The tests introduced are the Microsoft Reasearch Paraphrase Corpus and the SICK dataset. We use tha sem scripts provided in the Skip-Thoughts repository but with some library updates. It uses the encoder class to create the models in the test.
eval.py -h
usage: eval.py [-h] [-d DATA] [-e EMBEDDINGS] [-v V] model tokenizer
positional arguments:
model Model to evaluate
tokenizer Tokenizer object
optional arguments:
-h, --help show this help message and exit
-d DATA, --data DATA Path to test data
-e EMBEDDINGS, --embeddings EMBEDDINGS
Embedding file
-v V Verbose level
These approach creates a seq2seq model with its encoder weights initilized with the skip encoder weights.
paraphrasing.py -h
usage: Train paraphrase generator model [-h] -c CORPUS --dev DEV --test TEST
-t TOKENIZER --encoder ENCODER
[-b BATCH_SIZE] [-e EMBEDDING]
[--epochs EPOCHS] [-sp STEPS]
[--random]
optional arguments:
-h, --help show this help message and exit
-c CORPUS, --corpus CORPUS
Corpus file for the training
--dev DEV Corpus file for the validation
--test TEST Corpus file for the test
-t TOKENIZER, --tokenizer TOKENIZER
File name to save the tokenizer
--encoder ENCODER Encoder h5 model file
-b BATCH_SIZE, --batch_size BATCH_SIZE
Batch size
-e EMBEDDING, --embedding EMBEDDING
Embedding file
--epochs EPOCHS Number of epochs
-sp STEPS, --steps STEPS
Number of steps (batches) per epoch
--random
For the tests the greedy embedding sentence similarity metric is used in the script from this repository.
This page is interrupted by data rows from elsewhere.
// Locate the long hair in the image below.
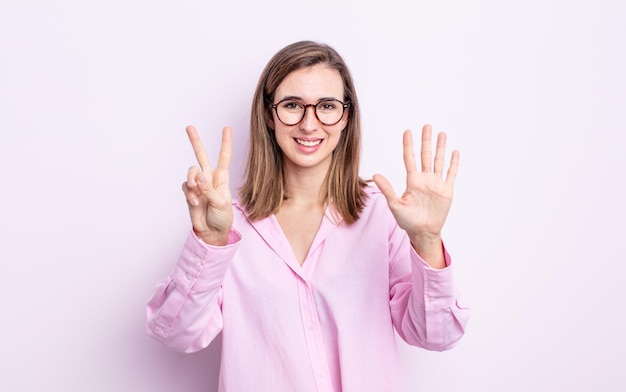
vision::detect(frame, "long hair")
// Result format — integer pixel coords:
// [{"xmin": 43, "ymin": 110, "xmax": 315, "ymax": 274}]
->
[{"xmin": 239, "ymin": 41, "xmax": 367, "ymax": 224}]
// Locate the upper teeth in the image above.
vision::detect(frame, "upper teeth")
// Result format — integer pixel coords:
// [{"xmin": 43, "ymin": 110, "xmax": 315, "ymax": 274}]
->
[{"xmin": 296, "ymin": 139, "xmax": 322, "ymax": 147}]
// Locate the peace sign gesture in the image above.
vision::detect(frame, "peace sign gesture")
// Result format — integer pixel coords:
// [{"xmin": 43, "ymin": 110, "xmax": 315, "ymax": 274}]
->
[
  {"xmin": 183, "ymin": 126, "xmax": 233, "ymax": 245},
  {"xmin": 374, "ymin": 125, "xmax": 460, "ymax": 268}
]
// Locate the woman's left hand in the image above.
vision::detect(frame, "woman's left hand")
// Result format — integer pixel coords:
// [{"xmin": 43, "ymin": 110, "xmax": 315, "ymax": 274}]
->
[{"xmin": 374, "ymin": 125, "xmax": 460, "ymax": 268}]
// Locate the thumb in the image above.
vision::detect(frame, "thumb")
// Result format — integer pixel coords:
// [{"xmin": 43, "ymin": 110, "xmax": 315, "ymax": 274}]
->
[{"xmin": 373, "ymin": 174, "xmax": 396, "ymax": 204}]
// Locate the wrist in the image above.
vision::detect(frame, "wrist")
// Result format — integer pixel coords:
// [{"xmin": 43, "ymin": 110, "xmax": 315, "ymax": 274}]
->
[
  {"xmin": 409, "ymin": 234, "xmax": 446, "ymax": 269},
  {"xmin": 193, "ymin": 227, "xmax": 229, "ymax": 246}
]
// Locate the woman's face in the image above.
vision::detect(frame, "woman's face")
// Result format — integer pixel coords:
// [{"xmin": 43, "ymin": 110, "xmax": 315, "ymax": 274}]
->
[{"xmin": 273, "ymin": 64, "xmax": 348, "ymax": 173}]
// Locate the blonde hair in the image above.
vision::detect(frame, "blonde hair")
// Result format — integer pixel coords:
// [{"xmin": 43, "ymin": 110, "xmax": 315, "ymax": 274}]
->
[{"xmin": 239, "ymin": 41, "xmax": 367, "ymax": 224}]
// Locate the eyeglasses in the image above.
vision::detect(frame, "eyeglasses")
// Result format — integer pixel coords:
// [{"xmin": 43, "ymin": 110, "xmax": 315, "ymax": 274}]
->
[{"xmin": 272, "ymin": 98, "xmax": 350, "ymax": 126}]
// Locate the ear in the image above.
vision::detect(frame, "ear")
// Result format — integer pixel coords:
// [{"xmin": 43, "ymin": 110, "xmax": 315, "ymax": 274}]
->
[{"xmin": 338, "ymin": 110, "xmax": 350, "ymax": 132}]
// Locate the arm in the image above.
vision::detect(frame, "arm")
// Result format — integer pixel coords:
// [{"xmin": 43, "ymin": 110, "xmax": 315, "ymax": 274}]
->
[
  {"xmin": 390, "ymin": 230, "xmax": 470, "ymax": 351},
  {"xmin": 147, "ymin": 229, "xmax": 241, "ymax": 352},
  {"xmin": 147, "ymin": 126, "xmax": 235, "ymax": 352},
  {"xmin": 374, "ymin": 125, "xmax": 469, "ymax": 350}
]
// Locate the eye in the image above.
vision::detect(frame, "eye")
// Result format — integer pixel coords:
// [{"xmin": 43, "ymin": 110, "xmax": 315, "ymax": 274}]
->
[
  {"xmin": 280, "ymin": 101, "xmax": 304, "ymax": 111},
  {"xmin": 317, "ymin": 101, "xmax": 337, "ymax": 112}
]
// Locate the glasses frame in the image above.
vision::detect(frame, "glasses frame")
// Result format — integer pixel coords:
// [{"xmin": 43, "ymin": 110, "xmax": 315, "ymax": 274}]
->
[{"xmin": 270, "ymin": 98, "xmax": 351, "ymax": 127}]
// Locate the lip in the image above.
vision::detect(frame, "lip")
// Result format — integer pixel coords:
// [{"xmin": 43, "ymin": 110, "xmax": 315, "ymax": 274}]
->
[
  {"xmin": 293, "ymin": 137, "xmax": 324, "ymax": 148},
  {"xmin": 293, "ymin": 137, "xmax": 324, "ymax": 154}
]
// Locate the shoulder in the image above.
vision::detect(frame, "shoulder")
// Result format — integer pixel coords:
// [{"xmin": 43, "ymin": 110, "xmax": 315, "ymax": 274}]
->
[{"xmin": 361, "ymin": 182, "xmax": 391, "ymax": 217}]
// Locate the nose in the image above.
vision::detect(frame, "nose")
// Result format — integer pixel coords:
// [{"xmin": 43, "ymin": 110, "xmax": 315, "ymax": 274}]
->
[{"xmin": 300, "ymin": 104, "xmax": 319, "ymax": 132}]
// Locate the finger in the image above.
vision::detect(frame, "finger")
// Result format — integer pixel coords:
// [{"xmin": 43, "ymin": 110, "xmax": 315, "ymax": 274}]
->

The data that was used to train sentence embeddings was a corpus of free available books crawled from smashwords with the bookcorpus toolkit. For the paraphrase generation, a subsample of the XXXL PPDB lexical and phrasal databases with score higher than 3.8. All de data can be downloaded here and the sentence embedding test data can be downloaded here
For the reproducibility of the experiments, the seed that has been used in all the scripts is 333. Even so, the complete reproducibility is not guaranteed if the versions are different (specially CUDA and CuDNN versions), also PYTHONHASHSEED
environtment variable must be set to 333.